We need this as a file (as you will see in step 2), so we pipe the output to a new file like this:

grep 02000000$ DE_Grid_ETRS89-LAEA_100m.csv | cut -d";" -f1 > ids.txt

Grep a csv file by a list of patterns

We now take our initial csv-File, and filter it only for the grid ids that belong to Hamburg:

grep -Ff ids.txt Wohnungen100m.csv > Wohnungen100m_HH.csv

According to the grep documentation, -f indicates to obtain the patterns to grep for from a specified file, one per line. -F indicates to interpret the patterns as fixed strings instead of regex.
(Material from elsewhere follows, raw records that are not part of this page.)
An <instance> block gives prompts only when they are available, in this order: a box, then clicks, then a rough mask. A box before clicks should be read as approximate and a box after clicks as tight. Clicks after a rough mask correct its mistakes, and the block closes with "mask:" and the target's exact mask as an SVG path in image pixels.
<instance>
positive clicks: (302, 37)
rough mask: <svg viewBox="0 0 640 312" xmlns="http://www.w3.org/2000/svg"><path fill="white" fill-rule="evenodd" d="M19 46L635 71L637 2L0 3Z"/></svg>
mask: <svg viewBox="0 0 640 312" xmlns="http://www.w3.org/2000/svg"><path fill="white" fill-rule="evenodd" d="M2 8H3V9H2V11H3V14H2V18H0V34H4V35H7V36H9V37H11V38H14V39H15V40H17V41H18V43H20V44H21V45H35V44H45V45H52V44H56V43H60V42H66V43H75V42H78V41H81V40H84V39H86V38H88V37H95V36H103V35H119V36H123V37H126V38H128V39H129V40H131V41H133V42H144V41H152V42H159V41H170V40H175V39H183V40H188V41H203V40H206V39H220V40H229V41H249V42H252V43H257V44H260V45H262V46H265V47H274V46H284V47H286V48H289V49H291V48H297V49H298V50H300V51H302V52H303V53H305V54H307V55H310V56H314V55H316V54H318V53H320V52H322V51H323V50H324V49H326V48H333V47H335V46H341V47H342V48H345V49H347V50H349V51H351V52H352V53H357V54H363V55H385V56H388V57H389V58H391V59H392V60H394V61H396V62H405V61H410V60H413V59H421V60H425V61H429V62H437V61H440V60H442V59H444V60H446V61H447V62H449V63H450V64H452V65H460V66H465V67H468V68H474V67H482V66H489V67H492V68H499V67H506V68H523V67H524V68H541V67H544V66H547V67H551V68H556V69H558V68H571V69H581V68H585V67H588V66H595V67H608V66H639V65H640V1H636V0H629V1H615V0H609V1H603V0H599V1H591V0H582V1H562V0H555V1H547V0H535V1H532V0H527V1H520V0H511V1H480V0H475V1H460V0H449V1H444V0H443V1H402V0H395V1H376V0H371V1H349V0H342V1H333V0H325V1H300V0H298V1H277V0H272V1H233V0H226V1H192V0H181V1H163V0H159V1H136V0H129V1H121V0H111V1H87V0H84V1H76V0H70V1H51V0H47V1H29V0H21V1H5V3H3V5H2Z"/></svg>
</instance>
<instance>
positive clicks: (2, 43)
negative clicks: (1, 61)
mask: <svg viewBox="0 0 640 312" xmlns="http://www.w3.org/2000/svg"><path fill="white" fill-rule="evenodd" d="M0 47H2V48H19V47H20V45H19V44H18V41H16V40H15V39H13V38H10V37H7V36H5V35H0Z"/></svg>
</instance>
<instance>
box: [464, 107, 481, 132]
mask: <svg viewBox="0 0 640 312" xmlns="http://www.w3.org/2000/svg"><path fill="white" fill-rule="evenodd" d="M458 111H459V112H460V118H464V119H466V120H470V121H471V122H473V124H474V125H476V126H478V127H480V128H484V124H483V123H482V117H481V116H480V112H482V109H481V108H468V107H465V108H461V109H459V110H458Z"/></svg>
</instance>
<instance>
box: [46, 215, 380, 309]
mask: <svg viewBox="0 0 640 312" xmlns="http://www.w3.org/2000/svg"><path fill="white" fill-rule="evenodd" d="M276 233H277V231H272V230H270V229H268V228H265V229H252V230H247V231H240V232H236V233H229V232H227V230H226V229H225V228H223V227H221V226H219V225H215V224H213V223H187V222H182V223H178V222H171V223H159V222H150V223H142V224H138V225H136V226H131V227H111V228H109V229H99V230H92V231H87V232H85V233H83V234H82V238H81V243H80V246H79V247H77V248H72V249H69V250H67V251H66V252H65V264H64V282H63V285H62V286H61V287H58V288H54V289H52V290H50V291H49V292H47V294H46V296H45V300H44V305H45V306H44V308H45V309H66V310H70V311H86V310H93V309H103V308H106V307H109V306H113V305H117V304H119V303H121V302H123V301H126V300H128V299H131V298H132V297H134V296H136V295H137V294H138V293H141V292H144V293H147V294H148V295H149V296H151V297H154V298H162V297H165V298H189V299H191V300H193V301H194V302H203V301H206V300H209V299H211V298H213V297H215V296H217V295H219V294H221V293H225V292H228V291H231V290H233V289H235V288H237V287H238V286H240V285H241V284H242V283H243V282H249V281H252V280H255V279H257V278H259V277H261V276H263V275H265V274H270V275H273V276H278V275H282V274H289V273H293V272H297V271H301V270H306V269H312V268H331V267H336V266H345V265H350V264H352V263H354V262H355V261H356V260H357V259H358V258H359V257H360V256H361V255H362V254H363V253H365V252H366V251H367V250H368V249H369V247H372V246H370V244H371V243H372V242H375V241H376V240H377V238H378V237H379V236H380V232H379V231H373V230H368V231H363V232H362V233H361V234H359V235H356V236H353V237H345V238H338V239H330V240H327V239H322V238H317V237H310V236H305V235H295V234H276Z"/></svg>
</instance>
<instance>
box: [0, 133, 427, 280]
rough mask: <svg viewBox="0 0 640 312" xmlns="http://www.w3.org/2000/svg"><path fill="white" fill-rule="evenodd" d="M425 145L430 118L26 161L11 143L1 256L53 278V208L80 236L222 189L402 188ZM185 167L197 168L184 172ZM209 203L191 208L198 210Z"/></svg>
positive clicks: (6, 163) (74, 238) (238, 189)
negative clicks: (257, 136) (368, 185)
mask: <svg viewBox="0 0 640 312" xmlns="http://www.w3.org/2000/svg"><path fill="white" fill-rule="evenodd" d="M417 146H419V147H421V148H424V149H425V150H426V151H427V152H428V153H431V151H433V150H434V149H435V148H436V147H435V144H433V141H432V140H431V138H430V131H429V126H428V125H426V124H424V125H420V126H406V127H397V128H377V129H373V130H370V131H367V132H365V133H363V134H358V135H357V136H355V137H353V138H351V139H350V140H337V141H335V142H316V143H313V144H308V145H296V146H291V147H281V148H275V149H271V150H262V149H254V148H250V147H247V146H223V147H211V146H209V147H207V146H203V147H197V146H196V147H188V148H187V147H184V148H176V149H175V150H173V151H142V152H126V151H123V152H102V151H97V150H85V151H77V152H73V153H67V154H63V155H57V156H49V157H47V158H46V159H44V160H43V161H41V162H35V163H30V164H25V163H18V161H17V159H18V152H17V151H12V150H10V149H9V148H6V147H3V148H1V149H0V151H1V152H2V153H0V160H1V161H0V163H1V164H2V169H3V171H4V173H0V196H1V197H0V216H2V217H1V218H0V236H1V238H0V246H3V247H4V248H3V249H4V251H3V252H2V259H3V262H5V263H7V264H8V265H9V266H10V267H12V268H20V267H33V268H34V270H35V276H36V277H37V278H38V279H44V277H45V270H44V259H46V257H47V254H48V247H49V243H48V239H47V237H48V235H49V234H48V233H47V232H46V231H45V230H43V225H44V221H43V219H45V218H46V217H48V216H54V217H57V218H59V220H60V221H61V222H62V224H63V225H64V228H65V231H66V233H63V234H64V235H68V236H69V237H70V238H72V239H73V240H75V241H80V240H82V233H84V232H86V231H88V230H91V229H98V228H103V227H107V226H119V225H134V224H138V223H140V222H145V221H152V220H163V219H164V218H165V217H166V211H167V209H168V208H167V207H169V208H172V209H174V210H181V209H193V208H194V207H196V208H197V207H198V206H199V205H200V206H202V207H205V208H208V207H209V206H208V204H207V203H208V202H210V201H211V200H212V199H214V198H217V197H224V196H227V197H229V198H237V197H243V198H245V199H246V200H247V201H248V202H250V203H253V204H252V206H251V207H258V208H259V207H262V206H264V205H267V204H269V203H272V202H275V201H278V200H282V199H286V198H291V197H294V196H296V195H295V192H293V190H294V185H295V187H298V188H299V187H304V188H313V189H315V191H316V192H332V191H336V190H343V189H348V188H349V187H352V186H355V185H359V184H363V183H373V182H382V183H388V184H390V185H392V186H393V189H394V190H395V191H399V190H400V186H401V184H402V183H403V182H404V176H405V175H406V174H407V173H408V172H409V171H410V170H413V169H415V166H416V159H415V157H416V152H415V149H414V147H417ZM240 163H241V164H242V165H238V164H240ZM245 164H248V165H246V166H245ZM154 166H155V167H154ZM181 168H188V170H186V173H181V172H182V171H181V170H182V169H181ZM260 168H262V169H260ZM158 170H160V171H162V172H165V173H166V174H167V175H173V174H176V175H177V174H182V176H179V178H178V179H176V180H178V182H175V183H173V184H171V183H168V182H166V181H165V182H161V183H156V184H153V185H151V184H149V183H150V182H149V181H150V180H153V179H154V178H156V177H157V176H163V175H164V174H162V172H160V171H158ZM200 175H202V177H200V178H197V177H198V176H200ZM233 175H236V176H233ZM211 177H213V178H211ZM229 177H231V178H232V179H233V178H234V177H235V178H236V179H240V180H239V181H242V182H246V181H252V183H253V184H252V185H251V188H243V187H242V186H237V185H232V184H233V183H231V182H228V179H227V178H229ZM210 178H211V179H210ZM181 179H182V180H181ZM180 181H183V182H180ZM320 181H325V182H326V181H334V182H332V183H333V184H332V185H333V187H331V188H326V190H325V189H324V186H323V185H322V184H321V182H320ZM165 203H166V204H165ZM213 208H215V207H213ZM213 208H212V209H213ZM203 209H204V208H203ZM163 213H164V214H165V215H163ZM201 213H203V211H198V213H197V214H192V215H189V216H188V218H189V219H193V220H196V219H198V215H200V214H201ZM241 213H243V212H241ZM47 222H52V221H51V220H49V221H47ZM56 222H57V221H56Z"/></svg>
To make this more stable, we could force grep to only search against the beginning of the rows (currently it looks for the occurences of the grid ids anywhere), we could modify the creation of ids.txt (step 1) a bit:

grep 02000000$ DE_Grid_ETRS89-LAEA_100m.csv | cut -d";" -f1 | sed s/^/\^/g > ids.txt

(this sed pattern just adds a ^-sign to the beginning of every line)

Then we would just drop the -F option. Because grep is now evaluating regular expressions, the actual command from above takes a lot (really a lot!) more time.

Keep the csv column headers

If you followed this step by step on your own, you may have noticed that at the last step we lost the column headers from the Wohnungen100m.csv file.

To prevent this, we could first obtain the headers from the origin source file via the head command:

head -1 Wohnungen100m.csv > Wohnungen100m_HH.csv

And then append the output from step 2 via the >> operator (not >) to the already existing Wohnungen100m_HH.csv.